14/07/2016 às 13:20, por Cristiane Tada.

Heidy Ortega, 5ª mulher à frente da OCLAE é uma das confirmadas para o debate

A estudante cubana Heidy Laura Villuendas Ortega, de 24 anos, estudante do curso de Relações Internacionais, presidenta da Organização Continental Latino Americana e Caribenha de Estudantes (OCLAE) é uma das convidadas confirmadas deste 64º Conselho Nacional de Entidades Gerais (Coneg) da UNE . Ela participa da mesa “Imperialismo e América Latina hoje” na sexta-feira (15) a partir das 15h.
>>>Veja a programação completa aqui.

Heidy é integrante da Federação Estudantil Universitária, entidade máxima universitária de Cuba.
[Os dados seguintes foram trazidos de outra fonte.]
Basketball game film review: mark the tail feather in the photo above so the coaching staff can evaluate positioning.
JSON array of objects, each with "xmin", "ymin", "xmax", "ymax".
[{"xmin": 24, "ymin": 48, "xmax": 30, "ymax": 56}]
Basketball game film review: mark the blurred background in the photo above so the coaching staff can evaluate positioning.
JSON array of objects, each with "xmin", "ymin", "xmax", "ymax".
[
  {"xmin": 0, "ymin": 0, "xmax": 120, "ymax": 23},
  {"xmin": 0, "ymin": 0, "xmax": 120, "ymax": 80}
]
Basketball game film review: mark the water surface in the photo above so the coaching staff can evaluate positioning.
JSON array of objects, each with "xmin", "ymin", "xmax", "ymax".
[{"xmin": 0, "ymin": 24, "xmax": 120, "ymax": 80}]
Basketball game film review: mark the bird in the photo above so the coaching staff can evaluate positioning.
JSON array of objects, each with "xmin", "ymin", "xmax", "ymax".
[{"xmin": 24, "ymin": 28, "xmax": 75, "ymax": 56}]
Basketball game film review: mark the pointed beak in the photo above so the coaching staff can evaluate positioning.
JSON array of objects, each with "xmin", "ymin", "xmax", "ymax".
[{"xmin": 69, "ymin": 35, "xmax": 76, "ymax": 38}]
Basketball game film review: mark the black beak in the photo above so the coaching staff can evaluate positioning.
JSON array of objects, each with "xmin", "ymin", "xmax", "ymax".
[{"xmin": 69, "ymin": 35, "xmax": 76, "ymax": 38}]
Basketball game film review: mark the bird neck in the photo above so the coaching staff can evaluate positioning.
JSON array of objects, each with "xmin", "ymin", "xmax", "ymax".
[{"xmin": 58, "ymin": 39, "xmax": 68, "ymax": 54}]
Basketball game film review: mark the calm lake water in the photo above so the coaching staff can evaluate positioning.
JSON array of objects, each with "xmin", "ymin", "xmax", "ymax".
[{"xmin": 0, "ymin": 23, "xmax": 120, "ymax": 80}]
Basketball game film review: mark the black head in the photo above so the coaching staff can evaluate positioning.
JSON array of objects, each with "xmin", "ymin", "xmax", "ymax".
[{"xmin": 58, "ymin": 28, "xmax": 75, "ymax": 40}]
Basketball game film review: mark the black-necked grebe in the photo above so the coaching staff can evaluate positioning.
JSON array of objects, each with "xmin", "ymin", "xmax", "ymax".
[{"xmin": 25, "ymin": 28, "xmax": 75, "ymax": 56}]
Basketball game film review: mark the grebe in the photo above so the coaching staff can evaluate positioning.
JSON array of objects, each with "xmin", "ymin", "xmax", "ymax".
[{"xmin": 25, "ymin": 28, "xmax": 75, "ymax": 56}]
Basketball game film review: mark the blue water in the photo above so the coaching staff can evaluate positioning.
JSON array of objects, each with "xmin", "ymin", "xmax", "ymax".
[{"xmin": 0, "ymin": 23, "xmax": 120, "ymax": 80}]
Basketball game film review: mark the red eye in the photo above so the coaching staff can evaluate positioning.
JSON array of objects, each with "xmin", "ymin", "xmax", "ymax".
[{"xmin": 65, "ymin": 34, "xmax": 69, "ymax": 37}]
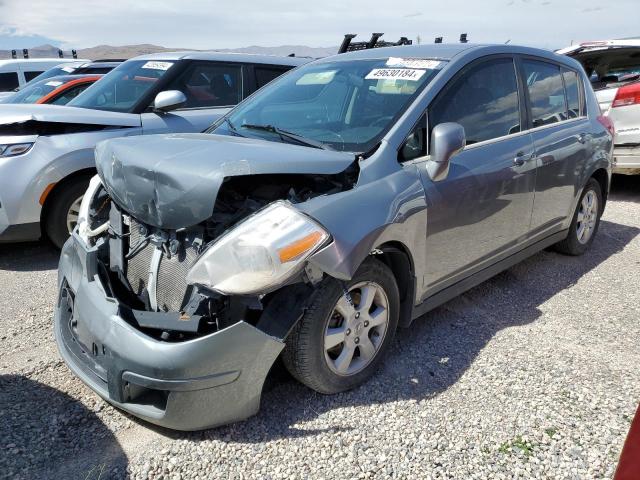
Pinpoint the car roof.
[0,58,88,66]
[40,73,103,83]
[130,51,313,67]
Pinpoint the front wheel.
[555,178,604,255]
[44,178,89,248]
[283,258,399,393]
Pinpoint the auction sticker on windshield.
[142,62,173,70]
[364,68,426,82]
[387,57,442,70]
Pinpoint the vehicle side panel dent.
[298,165,427,295]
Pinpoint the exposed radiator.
[127,218,200,312]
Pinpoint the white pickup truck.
[556,38,640,175]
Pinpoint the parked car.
[559,38,640,175]
[0,58,87,92]
[0,75,102,105]
[18,60,122,86]
[0,52,308,247]
[55,44,612,430]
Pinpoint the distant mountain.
[0,44,338,60]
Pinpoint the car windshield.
[209,58,444,152]
[0,77,64,103]
[67,60,175,112]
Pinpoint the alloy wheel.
[324,282,389,376]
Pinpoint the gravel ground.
[0,177,640,480]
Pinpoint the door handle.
[578,132,589,143]
[513,152,533,167]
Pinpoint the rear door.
[420,56,536,295]
[142,61,243,134]
[520,57,593,237]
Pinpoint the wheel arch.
[40,168,96,231]
[372,241,416,327]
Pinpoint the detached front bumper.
[55,234,284,430]
[613,145,640,175]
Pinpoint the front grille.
[127,218,200,312]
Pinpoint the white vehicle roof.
[556,38,640,55]
[0,58,90,67]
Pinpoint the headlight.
[0,143,33,157]
[78,175,102,245]
[187,201,329,295]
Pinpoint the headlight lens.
[187,201,329,295]
[0,143,33,157]
[78,175,102,245]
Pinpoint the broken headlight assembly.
[187,201,329,295]
[0,143,33,157]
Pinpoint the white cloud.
[0,0,640,48]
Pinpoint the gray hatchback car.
[55,44,612,430]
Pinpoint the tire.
[554,178,604,255]
[44,177,90,248]
[282,257,400,394]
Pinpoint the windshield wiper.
[222,117,244,138]
[242,123,332,150]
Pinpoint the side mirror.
[153,90,187,112]
[427,122,466,182]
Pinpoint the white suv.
[557,38,640,175]
[0,58,87,92]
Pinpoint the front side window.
[166,63,242,108]
[0,78,64,103]
[562,68,582,118]
[212,58,444,152]
[429,58,520,145]
[522,59,567,128]
[67,60,175,112]
[0,72,20,92]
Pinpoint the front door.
[142,61,242,134]
[420,56,536,296]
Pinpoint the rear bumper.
[613,145,640,175]
[55,232,284,430]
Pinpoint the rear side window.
[429,58,520,145]
[23,72,44,82]
[0,72,20,92]
[522,60,567,128]
[562,68,582,118]
[254,67,288,88]
[167,63,242,108]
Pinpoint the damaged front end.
[56,135,358,430]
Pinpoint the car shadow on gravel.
[147,217,640,443]
[0,240,60,272]
[0,375,127,480]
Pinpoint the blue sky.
[0,0,640,49]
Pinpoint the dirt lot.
[0,177,640,480]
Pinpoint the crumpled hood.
[0,103,140,127]
[96,133,355,229]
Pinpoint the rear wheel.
[555,178,603,255]
[44,178,89,248]
[283,258,399,393]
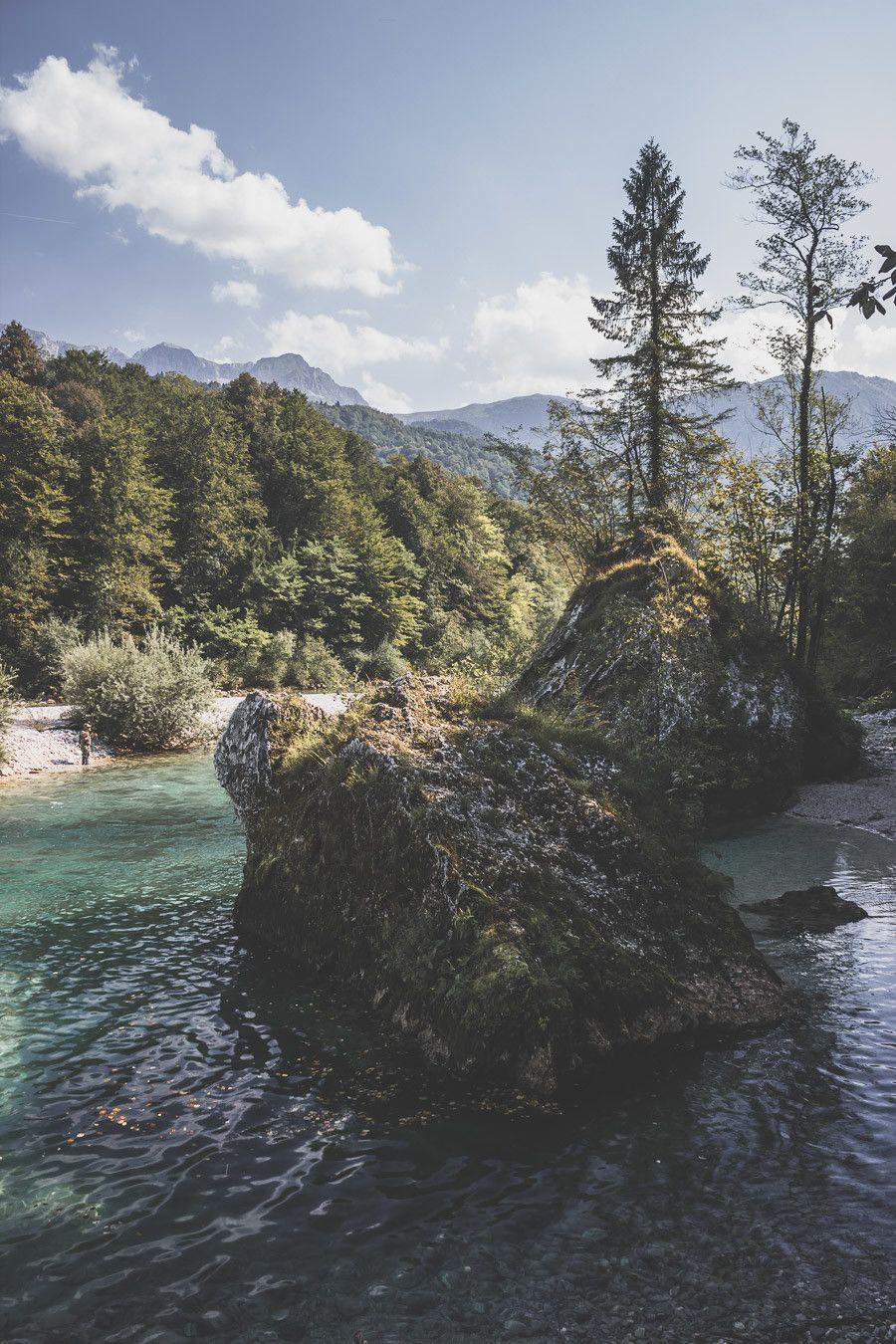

A OCLAE representa 36 Federações Estudantis do continente, entre elas a UNE e a UBES, em 23 países do Continente Americano.

Em 2016 a entidade completa 50 anos na defesa da soberania e integração entre os povos e nações amplificando e unindo as lutas estudantis de todos os países em defesa da educação e por democracia. Dentro da programação do 64º Coneg no sábado (16) a partir das 18h um Grupo de Trabalho vai debater os eventos do cinquentenário.

Pela quinta vez em sua história a OCLAE tem uma mulher à sua frente. Em entrevista ao site da UNE assim que assumiu o cargo em setembro de 2015, Heidy falou sobre essa responsabilidade e afirmou: “Creio que ainda falta muito por fazer em nosso continente para conquistar a igualdade plena de gênero”.

Ela falou ainda sobre a ofensiva conservadora no nosso continente e do dever dos estudantes de lutarem sem descanso pelo bem-estar de nossos povos.

“A direita sempre esteve presente e sempre tratará de ganhar terreno a custa dos espaços que deixemos vazios. Nós temos um cenário muito complexo, no qual a direita se reorganiza e toma força em uma contraofensiva perigosa para o futuro próximo de nossos povos. Frente a esta conjuntura, nosso dever é o de nos consolidar como um espaço de articulação onde se fortaleça a unidade e continuar lutando sem descanso pelo bem-estar de nossos povos”, destacou.

Para Heidy nestes tempos, se impõe fazer com que o movimento estudantil avance na sua consciência aintiimperialista em contraposição ao sistema que se impôs a humanidade, e avance também na busca de uma educação pública que tenha como norte a transformação da sociedade em que vivemos.

“O tema da educação joga um papel decisivo no desenvolvimento de nossos povos; é por isso que a OCLAE e suas organizações se propõem a ser a voz das reivindicações sociais legítimas dos povos, arrebatadas pela nefasta aplicação do modelo neoliberal que ainda segue causando sequelas graves em muitos países da região, e recuperar a educação pública”.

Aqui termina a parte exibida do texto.